Sacudió la fotografía para que el polvo cubriera toda la superficie y cumpliera su cometido, luego sacudió el sobrante en la papelera. Sobre la superficie oscura había quedado la huella completa de un pulgar. Con una lupa estudió las líneas. Luego volvió a su maleta y extrajo el pequeño sobre que contenía las fotocopias de huellas dactilares de Cathy Sinclair. Observó las líneas del pulgar con la lupa, contuvo el aliento y volvió a enfocar las huellas dejadas en la fotografía. Estudió desesperadamente una y otra por espacio de cinco minutos. Luego dejó los papeles y la lupa y sepultó la cara entre las manos. Eran exactas. Steve Gregory había estado demasiado bien encaminado. Regina Adams era Cathy Sinclair.

Cuando Steve se puso en pie, su expresión era sombría, sus emociones se habían congelado. Había estado a punto de cometer una estupidez, pero ahora todo estaba en orden. Había logrado dominarse. La peligrosa Cathy Sinclair. Casi había conseguido utilizarle, pero las huellas digitales habían podido más que sus armas. Pagaría su crimen.

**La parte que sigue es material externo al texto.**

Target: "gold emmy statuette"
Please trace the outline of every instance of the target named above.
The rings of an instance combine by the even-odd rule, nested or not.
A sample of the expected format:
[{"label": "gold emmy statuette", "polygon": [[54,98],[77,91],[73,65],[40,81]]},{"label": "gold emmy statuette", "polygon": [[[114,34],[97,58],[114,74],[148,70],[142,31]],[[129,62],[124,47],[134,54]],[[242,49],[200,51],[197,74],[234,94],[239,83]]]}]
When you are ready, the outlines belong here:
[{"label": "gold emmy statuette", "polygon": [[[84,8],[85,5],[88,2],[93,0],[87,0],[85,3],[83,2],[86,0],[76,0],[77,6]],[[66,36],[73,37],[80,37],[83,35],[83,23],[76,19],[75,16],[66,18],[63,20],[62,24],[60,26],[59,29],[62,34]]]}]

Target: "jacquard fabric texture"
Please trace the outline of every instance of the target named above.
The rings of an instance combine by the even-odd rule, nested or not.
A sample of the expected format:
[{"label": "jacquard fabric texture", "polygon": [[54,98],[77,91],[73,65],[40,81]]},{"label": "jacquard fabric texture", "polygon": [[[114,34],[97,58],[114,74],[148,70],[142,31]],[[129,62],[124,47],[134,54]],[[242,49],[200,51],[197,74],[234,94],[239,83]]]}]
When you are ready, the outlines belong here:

Abrió la puerta sin ruido y observó la de ella. No se filtraba luz por debajo. Cathy estaba dormida, soñando con la libertad. Steve cruzó el vestíbulo en puntas de pie y descendió la escalera. En el escritorio del lobby tomó un impreso de telegramas y escribió: «Jefe: llegaré Miami 16,30 con ya sabe quién. Arregle para que me reciban. Steve».

Y en otro impreso escribió: «De Steve Gregory, Washington Hotel, Colón, Z. C. a: Sheriff James Shapely, White River, New Hampshire. Llegaré Miami con su amiga mañana 16,30. La entregaré a autoridades locales».

Había quemado sus naves. Pagó y regresó sin ruido a la habitación. Debería haberse sentido más aliviado, pero andaba como si el moverse le costara un gran esfuerzo. Su espíritu aún estaba sombrío y cuando se durmió eran más de las tres de la mañana.